Voor de toepassing van het beginsel «fraus omnia corrumpit» is vereist dat degene tegen wie het beginsel wordt ingeroepen door een foutieve gedraging (= een schending van een specifieke gedragsnorm of van de algemene zorgvuldigheidsplicht) afbreuk heeft willen doen aan de rechten of de belangen van een andere partij of een derde en vervolgens dat deze foutieve gedraging gesteld werd met de bedoeling om schade te veroorzaken aan de rechten of de belangen van een wederpartij of een derde (zie de in de vorige alinea vermelde rechtsbronnen).
Dit houdt in dat degene tegen wie het beginsel «fraus omnia corrumpit» wordt ingeroepen, bewust schade heeft willen toebrengen aan een partij of een derde (dit is bedrog plegen). Het is niet vereist dat deze schade ook reeds daadwerkelijk zou zijn veroorzaakt.
Het Hof van Cassatie heeft in een arrest van 3 oktober 1997 het vereiste van bedrog als volgt algemeen gedefinieerd: «Overwegende dat de toepassing van het algemeen rechtsbeginsel «Fraus omnia corrumpit» het bestaan van bedrag veronderstelt; dat bedrog kwaadwilligheid, opzettelijke misleiding en oneerlijkheid met de bedoeling te schaden of winst te behalen, inhoudt.» (cursivering toegevoegd). De zinsnede met de bedoeling te schaden of winst te behalen geeft aan dat de bedrieger niet noodzakelijk met het exclusieve oogmerk moet handelen om een welbepaalde persoon te schaden, los van een eigen belang. Veelal wil de «bedrieger» in de eerste plaats zelf een onrechtmatig voordeel halen uit zijn gedraging. Dit voordeel voor de «bedrieger» komt echter per definitie neer op een nadeel voor een ander (= een contractpartij of een derde). Door een eigen voordeel te willen verkrijgen, aanvaardt de «bedrieger» dus steeds, als keerzijde van de medaille, dat een nadeel ontstaat voor een ander (M. Planiol en G. Ripert, Traité pratique de droit civil français, VII, Parijs, LGDJ, 1954, nr. 930; A. Lenaerts, o.c., TBBR 2015, 6 e.v.).
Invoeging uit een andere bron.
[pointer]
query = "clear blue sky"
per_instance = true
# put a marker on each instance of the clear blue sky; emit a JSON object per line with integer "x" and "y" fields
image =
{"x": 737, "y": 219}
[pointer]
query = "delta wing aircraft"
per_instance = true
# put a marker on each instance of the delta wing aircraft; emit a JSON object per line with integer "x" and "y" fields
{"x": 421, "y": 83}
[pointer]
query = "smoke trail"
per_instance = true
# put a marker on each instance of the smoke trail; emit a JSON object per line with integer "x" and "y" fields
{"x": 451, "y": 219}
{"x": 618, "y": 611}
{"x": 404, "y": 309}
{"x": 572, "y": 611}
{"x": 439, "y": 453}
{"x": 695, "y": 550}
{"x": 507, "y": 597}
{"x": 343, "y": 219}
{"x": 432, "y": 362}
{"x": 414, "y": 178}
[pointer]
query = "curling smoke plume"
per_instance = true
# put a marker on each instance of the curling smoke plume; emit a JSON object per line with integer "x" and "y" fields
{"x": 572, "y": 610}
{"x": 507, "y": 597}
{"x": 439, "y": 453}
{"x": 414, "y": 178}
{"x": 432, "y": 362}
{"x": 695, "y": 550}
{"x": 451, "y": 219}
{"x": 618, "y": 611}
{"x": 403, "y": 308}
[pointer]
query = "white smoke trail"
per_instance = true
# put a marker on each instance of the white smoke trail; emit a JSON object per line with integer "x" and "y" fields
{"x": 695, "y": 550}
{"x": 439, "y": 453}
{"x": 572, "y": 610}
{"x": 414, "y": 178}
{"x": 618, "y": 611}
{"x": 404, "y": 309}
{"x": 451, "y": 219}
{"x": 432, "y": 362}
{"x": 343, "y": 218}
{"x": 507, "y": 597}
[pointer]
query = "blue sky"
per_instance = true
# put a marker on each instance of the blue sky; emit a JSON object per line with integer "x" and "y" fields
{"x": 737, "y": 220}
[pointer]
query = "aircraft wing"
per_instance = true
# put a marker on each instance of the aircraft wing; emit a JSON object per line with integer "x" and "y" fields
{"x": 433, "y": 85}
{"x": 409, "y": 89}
Het adagium "fraus omnia corrumpit" werd verankerd in artikel 1.10 NBW waarvan de tekst luidt:
"De opzettelijke fout, gepleegd met het oogmerk te schaden of uit winstbejag, mag de dader geen voordeel verschaffen."
Uittreksel uit de memorie van toelichting bij het wetsvoorstel houdende Boek 1 “Algemene bepalingen” van het Burgerlijk Wetboek:
Deze bepaling (art. 1.10 NBW) verankert een algemeen erkend rechtsbeginsel dat talloze malen werd bevestigd door het Hof van Cassatie: het verbod op rechtsmisbruik. Dit verbod beheerst de uitoefening van alle subjectieve rechten, met uitzondering van de discretionaire rechten die in ons recht eerder zeldzaam zijn. De definitie van het verbod op rechtsmisbruik werd onafgebroken gehanteerd door het Hof sinds zijn mijlpaalarrest van 10 september 1971 dat betrekking had op een buitencontractuele context (Cass. 10 september 1971, Arr.Cass., 1972, 31 met conclusie Ganshof Van Der Meersch, Pas. 1972, i, 8, RCJB 1976, 300 noot P. Van Ommeslaghe). Het beginsel van het verbod op rechtsmisbruik werd meermaals bevestigd door het Hof van Cassatie buiten het contractenrecht (zie bijvoorbeeld Cass. 19 november 1987, Pas., 1988, i, blz. 332; Cass. 10 juni 2004, Pas., 2004, blz. 996; Cass. 21 maart 2013, Pas., 2013, blz. 766; Cass. 23 mei 2019, C.16 0474.F; Cass. 15 februari 2019, C.18 0428.n: een misbruik kan ook bestaan in de aanwending van rechtsregels of rechtsinstellingen in strijd met het doel waarvoor deze zijn ingesteld. Zie over dit leerstuk ook S. Stijns, 1, 2015, nr. 90, blz. 71-72; P. Wéry, i, nr. 112-118; P. Van Ommeslaghe, i, nr. 21-37).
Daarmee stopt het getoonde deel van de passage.